Esta llamada hombría, con todo el orgullo que comportaba, fue exacerbada por el hecho de que España, una vez realizada la unificación de los distintos reinos que la componían por obra de los Reyes Católicos, se encontró dueña del mundo, o por lo menos de un Imperio en el cual nunca se ponía el sol.
La empresa española de ultramar (sobre todo la conquista de México y Perú) habían enorgullecido al ciudadano español de una manera desmedida.
Todo hombre, por muy humilde que fuera, que hubiera participado gloriosamente en cualquier empresa de la conquista, se convertía en hidalgo, o sea en hijo-de-alguien, en contraposición al hijo-de-nadie, o sea la gente del pueblo.

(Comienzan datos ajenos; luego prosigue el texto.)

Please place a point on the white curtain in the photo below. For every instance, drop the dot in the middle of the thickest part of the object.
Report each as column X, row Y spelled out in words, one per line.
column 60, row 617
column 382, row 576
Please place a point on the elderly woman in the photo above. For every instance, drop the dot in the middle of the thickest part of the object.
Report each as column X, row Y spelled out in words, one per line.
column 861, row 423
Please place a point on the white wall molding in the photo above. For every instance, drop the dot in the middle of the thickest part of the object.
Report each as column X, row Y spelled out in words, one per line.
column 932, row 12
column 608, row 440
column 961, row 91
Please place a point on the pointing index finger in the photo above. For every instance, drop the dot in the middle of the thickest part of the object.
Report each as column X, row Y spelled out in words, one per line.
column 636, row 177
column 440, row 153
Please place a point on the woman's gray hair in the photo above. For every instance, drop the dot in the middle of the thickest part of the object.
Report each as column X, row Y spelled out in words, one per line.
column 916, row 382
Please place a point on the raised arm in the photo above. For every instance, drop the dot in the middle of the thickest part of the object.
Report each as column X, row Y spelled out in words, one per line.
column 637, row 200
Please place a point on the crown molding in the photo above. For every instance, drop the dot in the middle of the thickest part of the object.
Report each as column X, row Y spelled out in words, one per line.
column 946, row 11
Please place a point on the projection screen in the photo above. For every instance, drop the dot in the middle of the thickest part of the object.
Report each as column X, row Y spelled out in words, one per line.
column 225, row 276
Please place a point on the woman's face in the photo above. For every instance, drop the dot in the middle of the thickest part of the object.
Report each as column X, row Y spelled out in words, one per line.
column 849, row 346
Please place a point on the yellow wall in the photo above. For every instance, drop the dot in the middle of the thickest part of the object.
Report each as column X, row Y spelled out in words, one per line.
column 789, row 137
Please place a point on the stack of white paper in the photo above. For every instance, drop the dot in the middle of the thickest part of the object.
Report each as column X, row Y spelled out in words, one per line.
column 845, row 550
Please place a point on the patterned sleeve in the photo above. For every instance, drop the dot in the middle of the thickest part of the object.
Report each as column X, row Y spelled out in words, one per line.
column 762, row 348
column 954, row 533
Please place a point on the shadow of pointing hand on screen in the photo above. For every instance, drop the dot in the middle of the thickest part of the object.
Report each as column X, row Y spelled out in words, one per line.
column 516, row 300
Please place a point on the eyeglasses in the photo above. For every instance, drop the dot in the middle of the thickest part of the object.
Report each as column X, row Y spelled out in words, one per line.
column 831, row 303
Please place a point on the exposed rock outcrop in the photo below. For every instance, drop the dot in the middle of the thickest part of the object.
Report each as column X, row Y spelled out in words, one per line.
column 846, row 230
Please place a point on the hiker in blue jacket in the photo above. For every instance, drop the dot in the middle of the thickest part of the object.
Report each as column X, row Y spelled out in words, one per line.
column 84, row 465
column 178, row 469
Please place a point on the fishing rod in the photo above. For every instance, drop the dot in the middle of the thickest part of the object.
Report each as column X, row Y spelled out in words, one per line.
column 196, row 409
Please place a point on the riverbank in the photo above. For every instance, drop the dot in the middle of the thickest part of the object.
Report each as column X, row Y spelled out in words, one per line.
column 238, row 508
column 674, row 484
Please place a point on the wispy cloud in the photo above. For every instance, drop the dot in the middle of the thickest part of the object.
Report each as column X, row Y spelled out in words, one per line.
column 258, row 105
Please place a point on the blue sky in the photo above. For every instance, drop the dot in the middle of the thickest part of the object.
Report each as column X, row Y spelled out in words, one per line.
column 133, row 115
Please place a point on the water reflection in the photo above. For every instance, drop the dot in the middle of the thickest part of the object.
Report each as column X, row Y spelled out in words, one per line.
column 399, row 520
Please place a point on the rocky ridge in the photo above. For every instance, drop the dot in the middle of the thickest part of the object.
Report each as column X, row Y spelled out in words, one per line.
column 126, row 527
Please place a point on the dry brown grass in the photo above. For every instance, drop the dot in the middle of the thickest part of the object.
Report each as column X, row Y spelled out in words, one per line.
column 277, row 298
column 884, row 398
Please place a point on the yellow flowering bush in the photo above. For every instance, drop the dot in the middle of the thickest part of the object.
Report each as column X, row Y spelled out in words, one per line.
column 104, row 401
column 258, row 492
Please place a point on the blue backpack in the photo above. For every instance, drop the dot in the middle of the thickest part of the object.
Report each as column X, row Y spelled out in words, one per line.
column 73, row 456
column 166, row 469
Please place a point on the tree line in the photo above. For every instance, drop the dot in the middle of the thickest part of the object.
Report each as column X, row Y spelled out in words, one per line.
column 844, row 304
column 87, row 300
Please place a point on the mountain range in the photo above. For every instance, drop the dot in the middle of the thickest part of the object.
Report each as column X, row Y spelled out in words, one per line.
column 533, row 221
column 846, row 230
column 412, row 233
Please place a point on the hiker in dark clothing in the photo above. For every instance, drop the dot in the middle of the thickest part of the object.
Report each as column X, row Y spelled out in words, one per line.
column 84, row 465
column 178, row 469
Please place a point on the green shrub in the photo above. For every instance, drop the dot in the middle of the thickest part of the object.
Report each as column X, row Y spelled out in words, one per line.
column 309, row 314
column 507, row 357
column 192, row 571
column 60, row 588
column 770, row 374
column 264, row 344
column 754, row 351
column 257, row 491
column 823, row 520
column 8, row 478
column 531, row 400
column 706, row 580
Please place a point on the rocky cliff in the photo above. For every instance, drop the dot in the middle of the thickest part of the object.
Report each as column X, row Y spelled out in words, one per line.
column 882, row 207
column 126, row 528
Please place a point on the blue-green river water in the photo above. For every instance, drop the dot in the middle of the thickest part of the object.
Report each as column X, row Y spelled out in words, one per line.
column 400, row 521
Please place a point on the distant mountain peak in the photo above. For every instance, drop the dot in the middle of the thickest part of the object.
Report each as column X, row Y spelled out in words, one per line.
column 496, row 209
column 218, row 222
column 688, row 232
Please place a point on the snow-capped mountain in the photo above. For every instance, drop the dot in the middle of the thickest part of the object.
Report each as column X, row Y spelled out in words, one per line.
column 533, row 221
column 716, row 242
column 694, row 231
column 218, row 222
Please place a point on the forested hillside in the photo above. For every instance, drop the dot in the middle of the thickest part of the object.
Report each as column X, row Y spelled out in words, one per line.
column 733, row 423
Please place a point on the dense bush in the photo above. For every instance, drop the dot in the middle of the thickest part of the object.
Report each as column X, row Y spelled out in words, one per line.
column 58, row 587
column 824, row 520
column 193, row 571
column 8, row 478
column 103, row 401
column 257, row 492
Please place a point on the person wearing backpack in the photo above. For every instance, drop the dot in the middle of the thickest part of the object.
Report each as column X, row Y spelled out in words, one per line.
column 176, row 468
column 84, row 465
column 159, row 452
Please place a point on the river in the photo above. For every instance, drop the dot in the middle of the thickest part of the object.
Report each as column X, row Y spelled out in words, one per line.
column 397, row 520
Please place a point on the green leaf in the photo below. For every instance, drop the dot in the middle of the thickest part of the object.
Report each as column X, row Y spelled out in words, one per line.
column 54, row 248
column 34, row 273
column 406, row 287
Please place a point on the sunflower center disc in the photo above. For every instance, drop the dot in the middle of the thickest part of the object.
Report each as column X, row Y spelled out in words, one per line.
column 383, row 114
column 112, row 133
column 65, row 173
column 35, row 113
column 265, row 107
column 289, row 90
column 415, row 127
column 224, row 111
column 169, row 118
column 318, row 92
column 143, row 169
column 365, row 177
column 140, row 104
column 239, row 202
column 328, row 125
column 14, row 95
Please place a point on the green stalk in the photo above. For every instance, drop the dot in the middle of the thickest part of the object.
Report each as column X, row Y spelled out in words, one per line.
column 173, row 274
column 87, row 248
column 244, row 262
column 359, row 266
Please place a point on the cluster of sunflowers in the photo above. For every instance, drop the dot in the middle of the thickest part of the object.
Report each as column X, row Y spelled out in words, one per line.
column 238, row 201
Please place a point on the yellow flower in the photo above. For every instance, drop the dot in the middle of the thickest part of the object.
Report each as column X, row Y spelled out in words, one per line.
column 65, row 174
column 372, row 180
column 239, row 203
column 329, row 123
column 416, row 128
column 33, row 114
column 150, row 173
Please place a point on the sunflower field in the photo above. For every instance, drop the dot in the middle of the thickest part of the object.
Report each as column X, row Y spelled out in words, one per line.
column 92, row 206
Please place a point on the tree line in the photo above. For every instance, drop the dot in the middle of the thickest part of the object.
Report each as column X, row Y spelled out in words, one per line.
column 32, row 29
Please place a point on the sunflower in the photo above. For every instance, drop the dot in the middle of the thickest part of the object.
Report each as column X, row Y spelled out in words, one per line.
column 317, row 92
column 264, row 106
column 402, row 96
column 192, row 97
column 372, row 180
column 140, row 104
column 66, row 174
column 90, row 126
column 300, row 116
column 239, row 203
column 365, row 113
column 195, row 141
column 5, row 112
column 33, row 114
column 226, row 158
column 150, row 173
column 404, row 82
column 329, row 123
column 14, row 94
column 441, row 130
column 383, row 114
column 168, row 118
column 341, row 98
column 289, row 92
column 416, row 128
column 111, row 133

Tanto los aventureros como los exploradores, regresaban a España colmados de honores y de gloria, de modo que el número de hidalgos crecía sin cesar.
Las empresas guerreras ennoblecían a quienes participaron en ellas; la Iglesia, que seguía las expediciones ultramarinas con funciones misioneras, daba el espaldarazo definitivo a este tipo de nobleza.
España estaba llena de gente con dos o tres apellidos (que servían para distinguir con precisión la propia ascendencia, el parentesco) y un pasado bélico, más o menos limpio, al servicio del emperador y de la Iglesia.